Data Engineering Services for Alterra Academy Capstone Project - Team 7

Primary LanguagePython

Data Engineering Services for Alterra Academy Capstone Project - Team 7

ETL Pipeline with Python and Prefect 2.19.4

Designing and developing a data pipeline for Kreasi Nusantara, a platform that facilitates shopping for local products and purchasing tickets for Indonesian cultural events.
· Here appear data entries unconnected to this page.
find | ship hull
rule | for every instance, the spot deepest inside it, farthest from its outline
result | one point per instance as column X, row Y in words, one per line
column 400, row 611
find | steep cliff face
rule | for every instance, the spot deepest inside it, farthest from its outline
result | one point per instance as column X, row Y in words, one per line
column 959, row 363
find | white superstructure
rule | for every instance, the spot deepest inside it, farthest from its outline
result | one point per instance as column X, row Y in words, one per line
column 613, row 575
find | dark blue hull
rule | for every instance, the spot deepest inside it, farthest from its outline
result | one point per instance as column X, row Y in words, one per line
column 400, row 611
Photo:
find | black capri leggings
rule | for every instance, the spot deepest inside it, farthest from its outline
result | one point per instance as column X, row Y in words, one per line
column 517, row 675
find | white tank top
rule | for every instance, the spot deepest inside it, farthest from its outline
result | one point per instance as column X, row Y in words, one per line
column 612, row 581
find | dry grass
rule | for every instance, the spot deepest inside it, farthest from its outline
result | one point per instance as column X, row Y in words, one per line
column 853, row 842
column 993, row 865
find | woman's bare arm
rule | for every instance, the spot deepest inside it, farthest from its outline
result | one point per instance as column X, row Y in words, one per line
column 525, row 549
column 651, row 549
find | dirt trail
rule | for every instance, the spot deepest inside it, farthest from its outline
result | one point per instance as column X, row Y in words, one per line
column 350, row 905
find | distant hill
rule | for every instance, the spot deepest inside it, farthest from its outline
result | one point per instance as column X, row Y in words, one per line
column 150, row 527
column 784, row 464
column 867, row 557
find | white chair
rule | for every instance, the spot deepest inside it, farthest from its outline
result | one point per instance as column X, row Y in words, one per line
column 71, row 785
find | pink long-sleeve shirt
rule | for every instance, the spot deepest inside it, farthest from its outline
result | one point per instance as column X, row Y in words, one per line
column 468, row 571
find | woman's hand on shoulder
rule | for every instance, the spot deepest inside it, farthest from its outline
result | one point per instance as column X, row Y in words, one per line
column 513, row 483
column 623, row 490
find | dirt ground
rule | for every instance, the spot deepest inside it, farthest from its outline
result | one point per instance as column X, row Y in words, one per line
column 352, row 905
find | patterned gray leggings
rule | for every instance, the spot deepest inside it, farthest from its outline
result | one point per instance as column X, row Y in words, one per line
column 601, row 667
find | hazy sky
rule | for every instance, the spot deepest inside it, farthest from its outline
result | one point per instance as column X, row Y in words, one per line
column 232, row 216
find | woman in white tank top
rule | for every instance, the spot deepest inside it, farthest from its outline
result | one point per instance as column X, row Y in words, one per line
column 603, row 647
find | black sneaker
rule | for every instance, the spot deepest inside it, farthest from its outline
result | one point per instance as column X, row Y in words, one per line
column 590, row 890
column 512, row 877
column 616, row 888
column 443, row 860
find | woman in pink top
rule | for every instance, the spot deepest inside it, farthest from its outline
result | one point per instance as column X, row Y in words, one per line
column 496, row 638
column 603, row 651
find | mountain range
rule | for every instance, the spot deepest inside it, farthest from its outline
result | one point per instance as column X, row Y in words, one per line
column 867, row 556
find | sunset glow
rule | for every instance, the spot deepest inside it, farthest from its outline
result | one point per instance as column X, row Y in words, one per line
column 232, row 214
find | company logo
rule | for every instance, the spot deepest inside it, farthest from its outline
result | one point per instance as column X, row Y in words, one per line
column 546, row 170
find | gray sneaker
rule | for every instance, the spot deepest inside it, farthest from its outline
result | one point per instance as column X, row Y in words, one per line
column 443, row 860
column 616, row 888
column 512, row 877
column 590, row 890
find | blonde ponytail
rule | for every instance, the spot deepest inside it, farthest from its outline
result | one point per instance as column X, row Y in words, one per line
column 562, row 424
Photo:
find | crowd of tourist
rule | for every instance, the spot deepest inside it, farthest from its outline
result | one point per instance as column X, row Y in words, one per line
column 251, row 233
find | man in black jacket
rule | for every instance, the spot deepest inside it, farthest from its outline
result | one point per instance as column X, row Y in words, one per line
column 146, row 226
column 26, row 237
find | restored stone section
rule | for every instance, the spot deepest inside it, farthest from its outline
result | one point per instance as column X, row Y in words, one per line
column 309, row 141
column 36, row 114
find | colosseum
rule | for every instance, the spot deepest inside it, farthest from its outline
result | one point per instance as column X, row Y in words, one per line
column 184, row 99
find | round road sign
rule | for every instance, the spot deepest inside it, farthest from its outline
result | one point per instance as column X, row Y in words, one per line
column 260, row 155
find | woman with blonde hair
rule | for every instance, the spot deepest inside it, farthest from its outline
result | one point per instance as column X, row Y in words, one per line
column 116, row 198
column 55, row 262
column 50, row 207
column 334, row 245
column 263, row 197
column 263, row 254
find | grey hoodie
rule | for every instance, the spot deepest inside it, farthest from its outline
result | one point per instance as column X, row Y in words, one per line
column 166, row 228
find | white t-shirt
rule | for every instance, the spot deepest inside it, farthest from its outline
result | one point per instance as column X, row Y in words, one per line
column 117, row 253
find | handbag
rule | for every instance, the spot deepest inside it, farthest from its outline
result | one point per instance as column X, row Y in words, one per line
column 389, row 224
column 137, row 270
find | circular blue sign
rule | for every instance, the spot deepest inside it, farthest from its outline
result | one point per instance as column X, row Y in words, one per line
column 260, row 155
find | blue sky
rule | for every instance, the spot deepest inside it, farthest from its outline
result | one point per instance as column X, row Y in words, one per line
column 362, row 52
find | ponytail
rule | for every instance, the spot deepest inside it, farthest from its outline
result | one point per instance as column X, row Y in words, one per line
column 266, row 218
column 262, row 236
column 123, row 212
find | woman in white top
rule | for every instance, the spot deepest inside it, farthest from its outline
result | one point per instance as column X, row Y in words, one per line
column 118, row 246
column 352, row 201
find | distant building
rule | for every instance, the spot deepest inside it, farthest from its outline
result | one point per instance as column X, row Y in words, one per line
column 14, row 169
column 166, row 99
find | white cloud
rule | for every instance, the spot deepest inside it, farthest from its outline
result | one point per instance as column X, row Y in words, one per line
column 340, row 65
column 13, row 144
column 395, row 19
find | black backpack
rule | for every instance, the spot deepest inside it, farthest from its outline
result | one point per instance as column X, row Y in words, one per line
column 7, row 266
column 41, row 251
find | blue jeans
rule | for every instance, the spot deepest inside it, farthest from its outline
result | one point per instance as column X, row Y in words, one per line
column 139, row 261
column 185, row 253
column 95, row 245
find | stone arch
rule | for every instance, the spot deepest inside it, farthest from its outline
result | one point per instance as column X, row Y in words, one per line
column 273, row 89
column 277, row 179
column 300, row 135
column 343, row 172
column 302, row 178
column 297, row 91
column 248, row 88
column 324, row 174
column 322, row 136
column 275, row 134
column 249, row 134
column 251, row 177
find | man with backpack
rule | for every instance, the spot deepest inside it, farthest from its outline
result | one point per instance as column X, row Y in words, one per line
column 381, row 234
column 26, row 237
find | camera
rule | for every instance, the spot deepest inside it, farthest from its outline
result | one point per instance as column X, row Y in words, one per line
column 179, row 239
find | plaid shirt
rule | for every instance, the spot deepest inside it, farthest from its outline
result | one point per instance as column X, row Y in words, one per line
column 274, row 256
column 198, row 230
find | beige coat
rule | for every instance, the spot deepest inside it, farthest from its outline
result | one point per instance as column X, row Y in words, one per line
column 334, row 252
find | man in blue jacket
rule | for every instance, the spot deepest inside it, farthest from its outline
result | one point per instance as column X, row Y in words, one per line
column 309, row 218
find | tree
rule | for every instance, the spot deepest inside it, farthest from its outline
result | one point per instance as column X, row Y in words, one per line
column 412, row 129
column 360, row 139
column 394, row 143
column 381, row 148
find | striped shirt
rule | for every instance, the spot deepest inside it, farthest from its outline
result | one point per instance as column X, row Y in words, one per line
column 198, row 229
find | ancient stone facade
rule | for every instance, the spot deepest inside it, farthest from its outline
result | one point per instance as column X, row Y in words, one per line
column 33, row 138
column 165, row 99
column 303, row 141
The process involves extracting data, performing data transformation, loading data into a data warehouse, and creating dashboards for analytical purposes.

Data Warehouse Schema

Data Warehouse Schema

ETL Architecture

ETL Architecture

Prerequisites

  1. Python 3.10+: Ensure you have Python version 3.10 or later installed.
  2. Prefect 2.19.4: Install Prefect using the command pip install prefect==2.19.4.
  3. Prefect Cloud Account: Create a free account at https://www.prefect.io/.
  4. Prefect Cloud Credentials: Store the Prefect Cloud API key securely.
  5. Additional Credentials:
    • Database Credentials: Prepare credentials to access the database (e.g., username, password, host, database name).
    • GitHub Personal Access Token (PAT): Create a GitHub PAT with appropriate permissions to access the repository.
    • GCP Service Account Key: Create a service account key in Google Cloud Platform with the necessary permissions to access the GCP services being used.

Installation

  1. Clone the Repository:

    git clone https://github.com/capstone-tim-7-alterra/data-pipeline.git
  2. Install Dependencies:

    pip install -r requirements.txt

Prefect Cloud Configuration and Blocks

  1. Log in to Prefect Cloud:

    prefect cloud login

    Enter the API key when prompted.

  2. Create and Configure Blocks:

    • Open Prefect Cloud in a browser.
    • Navigate to "Blocks".
    • Database Blocks:
      • Create new blocks of type "Secret" for each database credential (e.g., db-username, db-password, db-host, db-name).
      • Enter the values of the database credentials in the respective blocks.
    • GitHub Block:
      • Create a new block of type "Secret".
      • Name it github-access-token.
      • Enter the GitHub PAT.
    • GCP Block:
      • Create a new block of type "GCP Credentials".
      • Name it gcp-service-account.
      • Upload the service account key JSON file.
  3. Create a Work Pool (Optional):

    • Open Prefect Cloud in a browser.
    • Navigate to "Work Pools".
    • Click "New Work Pool".
    • Name the work pool (e.g., "etl-pipeline-work-pool").
    • In the "Pip Packages" section, copy the contents of requirements.txt into the provided field.
    • Save the work pool.

Deployment and Execution

  1. Run the Deployment:

    python code/deployment.py
    • This script will create a Prefect deployment for the ETL pipeline.
    • Ensure the ETL code (main.py) reads the configuration from the created blocks.
    • If using a work pool, ensure the deployment uses the created work pool.
  2. Monitor in Prefect Cloud:

    • Open Prefect Cloud.
    • The new deployment will be visible and can be triggered manually or scheduled.